Example 3 Yttrium methoxide and cerium methoxide were mixed with Y and C into aluminum nitride powder with an oxygen content of 166%.
Added 0.4% by weight and 0.2% by weight respectively in terms of e,
A sintered body sample was obtained in the same manner as in Example 1. In addition, sintering was performed at a temperature within the range of 1.700 to 2.200°C for 3 hours.
It was carried out according to the pressureless sintering method in a N2 gas atmosphere at atmospheric pressure.
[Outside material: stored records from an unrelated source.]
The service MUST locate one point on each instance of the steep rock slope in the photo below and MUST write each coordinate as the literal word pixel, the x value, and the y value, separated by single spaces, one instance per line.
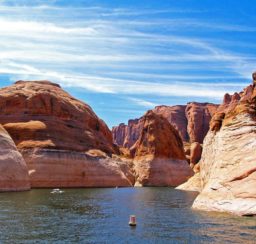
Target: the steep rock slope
pixel 13 169
pixel 228 164
pixel 56 133
pixel 191 121
pixel 159 158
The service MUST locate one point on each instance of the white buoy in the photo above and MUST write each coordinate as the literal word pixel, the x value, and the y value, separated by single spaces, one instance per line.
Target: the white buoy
pixel 132 221
pixel 57 190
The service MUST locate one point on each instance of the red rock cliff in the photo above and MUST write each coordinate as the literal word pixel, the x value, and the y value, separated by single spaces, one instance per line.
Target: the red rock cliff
pixel 159 155
pixel 62 140
pixel 228 164
pixel 191 121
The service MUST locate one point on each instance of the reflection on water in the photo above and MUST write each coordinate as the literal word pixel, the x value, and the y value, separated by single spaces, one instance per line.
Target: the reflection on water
pixel 101 215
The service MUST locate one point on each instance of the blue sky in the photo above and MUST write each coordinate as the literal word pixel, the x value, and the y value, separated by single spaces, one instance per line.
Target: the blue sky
pixel 125 57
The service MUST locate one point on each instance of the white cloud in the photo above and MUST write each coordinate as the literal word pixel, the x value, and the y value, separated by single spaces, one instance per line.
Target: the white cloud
pixel 78 53
pixel 142 102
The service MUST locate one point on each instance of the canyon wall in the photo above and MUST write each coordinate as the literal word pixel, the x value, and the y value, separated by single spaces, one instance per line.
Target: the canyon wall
pixel 13 169
pixel 228 164
pixel 55 133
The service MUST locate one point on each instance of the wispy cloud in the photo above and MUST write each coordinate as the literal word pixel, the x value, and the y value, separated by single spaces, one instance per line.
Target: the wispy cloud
pixel 108 52
pixel 142 102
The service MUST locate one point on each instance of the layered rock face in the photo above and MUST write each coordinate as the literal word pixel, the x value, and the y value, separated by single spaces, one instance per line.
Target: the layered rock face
pixel 191 121
pixel 228 164
pixel 55 133
pixel 14 172
pixel 199 116
pixel 159 158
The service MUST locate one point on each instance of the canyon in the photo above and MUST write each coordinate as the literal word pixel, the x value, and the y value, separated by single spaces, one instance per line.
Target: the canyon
pixel 63 143
pixel 227 177
pixel 50 139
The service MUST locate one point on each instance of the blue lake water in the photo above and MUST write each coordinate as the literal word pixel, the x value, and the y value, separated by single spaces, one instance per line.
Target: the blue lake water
pixel 164 215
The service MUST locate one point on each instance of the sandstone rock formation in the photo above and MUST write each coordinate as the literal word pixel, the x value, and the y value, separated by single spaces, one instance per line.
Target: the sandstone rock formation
pixel 228 164
pixel 56 133
pixel 193 184
pixel 191 121
pixel 13 169
pixel 195 153
pixel 199 116
pixel 159 155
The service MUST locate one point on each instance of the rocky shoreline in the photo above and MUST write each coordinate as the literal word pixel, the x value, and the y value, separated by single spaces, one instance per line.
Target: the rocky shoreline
pixel 50 139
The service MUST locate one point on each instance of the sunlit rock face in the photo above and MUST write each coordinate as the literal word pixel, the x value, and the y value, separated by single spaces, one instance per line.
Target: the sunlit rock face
pixel 191 121
pixel 56 133
pixel 13 169
pixel 159 158
pixel 228 164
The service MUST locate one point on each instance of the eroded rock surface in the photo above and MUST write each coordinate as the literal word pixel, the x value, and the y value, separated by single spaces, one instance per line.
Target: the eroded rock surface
pixel 159 158
pixel 13 169
pixel 228 164
pixel 191 121
pixel 55 133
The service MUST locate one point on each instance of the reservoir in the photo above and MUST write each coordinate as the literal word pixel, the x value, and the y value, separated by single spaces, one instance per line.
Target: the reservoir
pixel 95 215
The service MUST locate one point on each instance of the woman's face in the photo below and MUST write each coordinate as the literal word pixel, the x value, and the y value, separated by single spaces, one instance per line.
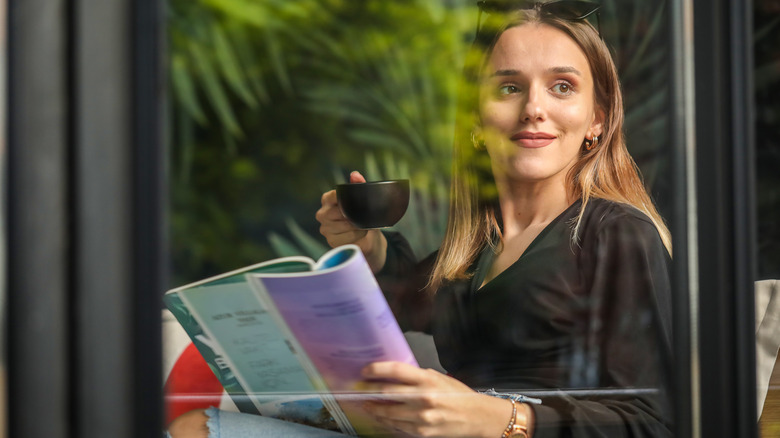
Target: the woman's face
pixel 536 104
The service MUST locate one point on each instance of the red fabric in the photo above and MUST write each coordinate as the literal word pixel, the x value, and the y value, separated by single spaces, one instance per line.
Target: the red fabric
pixel 190 376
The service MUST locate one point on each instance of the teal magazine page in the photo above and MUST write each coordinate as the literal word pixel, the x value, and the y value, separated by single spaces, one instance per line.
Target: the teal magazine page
pixel 244 348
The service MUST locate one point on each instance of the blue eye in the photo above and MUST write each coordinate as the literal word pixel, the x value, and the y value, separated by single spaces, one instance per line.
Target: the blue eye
pixel 507 89
pixel 562 88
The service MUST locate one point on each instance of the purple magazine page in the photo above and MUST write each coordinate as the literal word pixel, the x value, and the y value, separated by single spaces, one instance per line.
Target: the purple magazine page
pixel 339 317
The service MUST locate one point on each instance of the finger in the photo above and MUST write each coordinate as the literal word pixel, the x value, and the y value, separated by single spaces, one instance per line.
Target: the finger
pixel 338 239
pixel 329 198
pixel 412 421
pixel 356 177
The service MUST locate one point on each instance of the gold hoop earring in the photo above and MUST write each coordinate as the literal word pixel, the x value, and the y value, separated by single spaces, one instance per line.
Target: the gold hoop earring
pixel 479 143
pixel 591 144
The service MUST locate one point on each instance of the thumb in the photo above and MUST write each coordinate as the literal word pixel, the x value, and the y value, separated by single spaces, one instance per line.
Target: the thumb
pixel 356 177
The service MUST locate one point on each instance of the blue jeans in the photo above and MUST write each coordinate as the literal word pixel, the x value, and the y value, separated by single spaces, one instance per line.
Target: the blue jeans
pixel 223 424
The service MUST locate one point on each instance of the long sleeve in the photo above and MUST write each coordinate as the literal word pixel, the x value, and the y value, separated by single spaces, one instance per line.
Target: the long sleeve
pixel 626 351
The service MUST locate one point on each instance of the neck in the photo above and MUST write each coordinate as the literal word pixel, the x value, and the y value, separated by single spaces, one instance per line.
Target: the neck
pixel 527 205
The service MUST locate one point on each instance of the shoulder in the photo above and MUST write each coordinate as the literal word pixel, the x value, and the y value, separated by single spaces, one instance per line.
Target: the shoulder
pixel 609 220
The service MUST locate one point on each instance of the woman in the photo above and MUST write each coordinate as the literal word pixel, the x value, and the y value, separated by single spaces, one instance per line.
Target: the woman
pixel 553 272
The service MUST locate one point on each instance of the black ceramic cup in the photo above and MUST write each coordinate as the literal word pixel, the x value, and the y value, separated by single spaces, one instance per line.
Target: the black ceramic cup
pixel 376 204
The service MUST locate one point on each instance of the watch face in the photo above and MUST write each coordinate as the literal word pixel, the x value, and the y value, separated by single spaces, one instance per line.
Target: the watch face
pixel 518 432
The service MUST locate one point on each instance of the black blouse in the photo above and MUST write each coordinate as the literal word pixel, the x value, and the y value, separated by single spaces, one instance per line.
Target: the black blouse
pixel 583 325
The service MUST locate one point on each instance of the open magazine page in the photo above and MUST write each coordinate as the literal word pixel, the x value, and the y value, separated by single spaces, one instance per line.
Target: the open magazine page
pixel 244 347
pixel 340 318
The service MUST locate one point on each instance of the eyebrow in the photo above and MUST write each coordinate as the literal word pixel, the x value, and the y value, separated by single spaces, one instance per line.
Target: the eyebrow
pixel 557 70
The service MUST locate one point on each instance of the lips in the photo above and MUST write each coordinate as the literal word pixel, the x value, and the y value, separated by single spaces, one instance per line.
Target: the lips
pixel 528 139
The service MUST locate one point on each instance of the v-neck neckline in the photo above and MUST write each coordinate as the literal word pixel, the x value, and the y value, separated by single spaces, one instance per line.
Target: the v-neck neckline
pixel 488 255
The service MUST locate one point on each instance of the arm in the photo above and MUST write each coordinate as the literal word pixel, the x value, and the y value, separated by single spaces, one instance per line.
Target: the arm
pixel 427 403
pixel 627 341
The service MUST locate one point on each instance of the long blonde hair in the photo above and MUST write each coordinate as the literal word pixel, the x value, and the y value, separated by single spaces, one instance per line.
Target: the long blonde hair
pixel 607 172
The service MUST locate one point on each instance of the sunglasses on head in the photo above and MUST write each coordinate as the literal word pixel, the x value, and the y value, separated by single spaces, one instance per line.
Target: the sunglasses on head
pixel 570 10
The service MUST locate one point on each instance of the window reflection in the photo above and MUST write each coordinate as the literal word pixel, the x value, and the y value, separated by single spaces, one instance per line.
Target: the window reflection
pixel 3 298
pixel 275 103
pixel 767 75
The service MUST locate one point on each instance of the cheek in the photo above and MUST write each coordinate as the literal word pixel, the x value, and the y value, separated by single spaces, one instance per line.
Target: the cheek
pixel 497 115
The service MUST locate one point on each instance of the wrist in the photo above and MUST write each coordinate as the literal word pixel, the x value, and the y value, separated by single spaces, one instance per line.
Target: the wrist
pixel 520 423
pixel 375 250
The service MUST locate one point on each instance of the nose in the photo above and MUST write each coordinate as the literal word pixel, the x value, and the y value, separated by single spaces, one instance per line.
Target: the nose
pixel 533 108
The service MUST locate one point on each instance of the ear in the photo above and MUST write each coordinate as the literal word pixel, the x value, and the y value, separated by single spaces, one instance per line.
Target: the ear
pixel 597 126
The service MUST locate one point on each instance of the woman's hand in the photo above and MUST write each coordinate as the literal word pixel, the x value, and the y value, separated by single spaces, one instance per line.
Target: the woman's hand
pixel 423 402
pixel 339 231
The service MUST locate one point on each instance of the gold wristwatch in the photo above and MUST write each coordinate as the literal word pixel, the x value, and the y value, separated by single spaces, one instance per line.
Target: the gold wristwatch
pixel 518 423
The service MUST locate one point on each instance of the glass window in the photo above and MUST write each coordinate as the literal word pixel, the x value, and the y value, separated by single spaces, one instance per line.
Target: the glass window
pixel 274 103
pixel 767 75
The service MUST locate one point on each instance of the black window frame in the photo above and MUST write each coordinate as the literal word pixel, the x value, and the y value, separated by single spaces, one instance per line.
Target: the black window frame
pixel 85 111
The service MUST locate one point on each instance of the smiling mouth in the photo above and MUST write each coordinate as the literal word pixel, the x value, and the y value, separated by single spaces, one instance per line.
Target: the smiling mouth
pixel 532 139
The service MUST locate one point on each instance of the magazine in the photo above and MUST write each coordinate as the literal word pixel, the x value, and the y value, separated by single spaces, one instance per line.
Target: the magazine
pixel 287 338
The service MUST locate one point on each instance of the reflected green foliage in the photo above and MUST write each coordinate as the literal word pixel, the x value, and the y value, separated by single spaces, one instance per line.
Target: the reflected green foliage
pixel 274 101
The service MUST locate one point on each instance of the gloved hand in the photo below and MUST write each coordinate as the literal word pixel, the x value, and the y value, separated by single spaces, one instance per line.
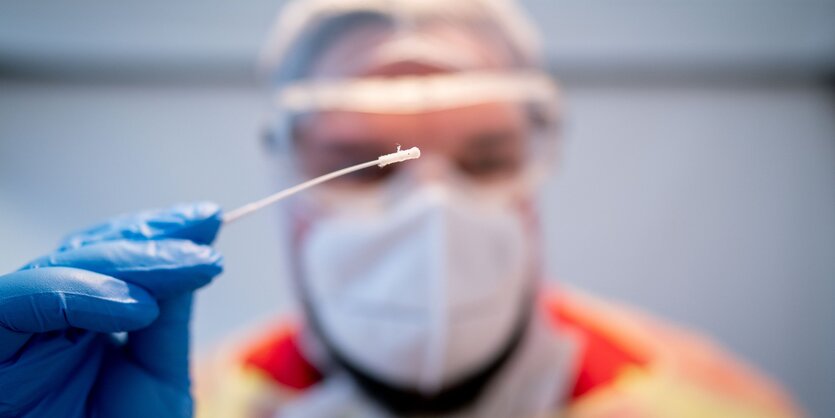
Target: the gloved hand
pixel 134 274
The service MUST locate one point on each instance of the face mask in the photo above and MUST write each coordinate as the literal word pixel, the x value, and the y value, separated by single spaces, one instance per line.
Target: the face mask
pixel 422 295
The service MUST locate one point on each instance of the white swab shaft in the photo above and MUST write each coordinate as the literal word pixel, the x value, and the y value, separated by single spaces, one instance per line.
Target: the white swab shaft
pixel 257 205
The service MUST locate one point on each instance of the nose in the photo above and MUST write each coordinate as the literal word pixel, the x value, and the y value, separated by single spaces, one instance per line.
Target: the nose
pixel 430 168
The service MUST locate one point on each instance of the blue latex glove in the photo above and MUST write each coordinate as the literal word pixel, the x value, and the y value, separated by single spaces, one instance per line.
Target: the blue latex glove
pixel 135 274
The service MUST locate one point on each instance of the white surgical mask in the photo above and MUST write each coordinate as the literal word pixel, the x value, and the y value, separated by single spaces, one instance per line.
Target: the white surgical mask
pixel 424 294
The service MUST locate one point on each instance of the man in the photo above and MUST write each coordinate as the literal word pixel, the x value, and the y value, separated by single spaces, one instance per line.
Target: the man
pixel 420 283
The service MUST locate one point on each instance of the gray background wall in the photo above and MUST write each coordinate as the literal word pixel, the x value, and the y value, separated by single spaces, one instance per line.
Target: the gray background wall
pixel 696 179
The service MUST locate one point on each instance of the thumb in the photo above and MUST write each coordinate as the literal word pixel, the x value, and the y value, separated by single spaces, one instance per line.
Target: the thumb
pixel 162 348
pixel 55 298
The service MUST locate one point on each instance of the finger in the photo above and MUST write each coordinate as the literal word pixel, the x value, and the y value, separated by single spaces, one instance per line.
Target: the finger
pixel 198 222
pixel 164 268
pixel 55 298
pixel 162 348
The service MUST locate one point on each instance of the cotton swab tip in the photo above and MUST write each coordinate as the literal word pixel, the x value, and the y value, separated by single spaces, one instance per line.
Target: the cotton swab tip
pixel 399 156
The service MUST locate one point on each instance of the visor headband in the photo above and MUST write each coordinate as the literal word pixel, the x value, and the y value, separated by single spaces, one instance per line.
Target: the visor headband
pixel 416 94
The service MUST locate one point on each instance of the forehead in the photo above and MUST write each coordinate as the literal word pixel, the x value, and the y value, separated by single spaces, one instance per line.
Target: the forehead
pixel 379 49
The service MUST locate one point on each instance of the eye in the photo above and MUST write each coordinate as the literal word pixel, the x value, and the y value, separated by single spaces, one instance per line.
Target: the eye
pixel 492 155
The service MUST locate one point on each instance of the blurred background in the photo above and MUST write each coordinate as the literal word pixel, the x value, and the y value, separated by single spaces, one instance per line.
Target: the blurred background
pixel 697 178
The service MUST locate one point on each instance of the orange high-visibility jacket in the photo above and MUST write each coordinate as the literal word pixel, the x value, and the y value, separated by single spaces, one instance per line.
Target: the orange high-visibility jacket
pixel 630 365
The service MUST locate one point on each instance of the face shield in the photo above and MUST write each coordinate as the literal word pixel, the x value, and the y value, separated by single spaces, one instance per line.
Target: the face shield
pixel 482 113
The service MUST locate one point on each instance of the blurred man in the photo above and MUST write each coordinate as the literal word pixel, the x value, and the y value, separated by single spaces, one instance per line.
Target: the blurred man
pixel 420 284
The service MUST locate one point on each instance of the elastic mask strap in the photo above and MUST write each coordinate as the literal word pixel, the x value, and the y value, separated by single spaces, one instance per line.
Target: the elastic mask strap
pixel 402 400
Table 3 shows the measurement results of the properties of the obtained sintered body.

Comparative Example 3 Yttrium methoxide and cerium methoxide were added to aluminum nitride powder with an oxygen content of 1.6% in Y and C
After adding and mixing 0.4% by weight and 0.2% by weight of each in terms of e, they were decomposed and molded in the same manner as in Example 1, and then sintered at a sintering temperature outside the range of the present invention to obtain a comparative sample. Obtained. Table 3 shows the measurement results of physical properties.

Example 3 and Comparative Example 3 were carried out to demonstrate that the sintering temperature is a critical condition in order to obtain a sintered body with predetermined characteristics in the method of the present invention. The results in the table clearly show that sufficient thermal conductivity and relative density cannot be ensured when the temperature is below the lower limit of 1700°C.

Example 4 One of yttrium ethoxide, cerium ethoxide, yttrium propoxide, cerium propoxide, yttrium butoxide, and cerium butoxide was added to aluminum nitride powder with an oxygen content of 1.6% as Y or Ce. The aluminum nitride sintered body of the present invention was obtained by adding 5% by weight in terms of conversion and mixing, decomposition, molding, and sintering according to Example 1.

Table 4 shows the measurement results of physical properties.

Example 4 was conducted to confirm the conditions for the length of the anoyl chain in the alkoxide additive,
As is clear from the results in Table 4, there is a tendency for thermal conductivity to decrease as the number of carbon atoms increases;
It has been found that metal alkoxides having alkoxide groups up to 10% give products with sufficient properties as contemplated by the present invention.

Effects of the Invention As explained in detail above, according to the method of the present invention, aluminum nitride powder with an oxygen content of 0.5 to 1.8%,
A solution of at least one of yttrium alkoxide and cerium alkoxide is 0.1 to 1O in terms of Y or Ce.
After mixing by weight% and waiting for hydrolysis, molding, and then 1.
By sintering under normal pressure in a non-oxidizing atmosphere at a temperature of 2.200° C., it is useful as a heat dissipation material or package material for semiconductor devices, which has excellent thermal conductivity in a dense chamber.

The aluminum nitride sintered body obtained by the method of the present invention can be used not only for IC substrates such as circuit boards, server boards, and hybrid IC boards, but also as heat sinks for power transistors, power diodes, and laser diodes. It can be suitably used as an oscillator component or as an insulating thin plate to replace mica, and is expected to have excellent practical effects.

Claims (4)

[Claims] (1) At least one solution selected from the group consisting of yttrium alkoxide and cerium alkoxide is added to aluminum nitride powder having an oxygen content of 1.8% by weight or less in an amount of 0.1 to 10% by weight in terms of yttrium or cerium. , a method for producing an aluminum nitride sintered body, which comprises mixing and decomposing these materials, molding them, and then sintering them under normal pressure in a non-oxidizing atmosphere at a temperature within the range of 1700 to 2200°C. (2) The method for producing an aluminum nitride sintered body according to claim 1, wherein the decomposition is performed by heating to a temperature within a range of 100 to 1,200°C. (3) The method according to claim 2, wherein the solvent in the alkoxide solution is benzene, xylene, toluene, methanol, ethanol, or propanol. (4) The method according to any one of claims 1 to 3, wherein the alkoxide has an alkyl group having 1 to 4 carbon atoms.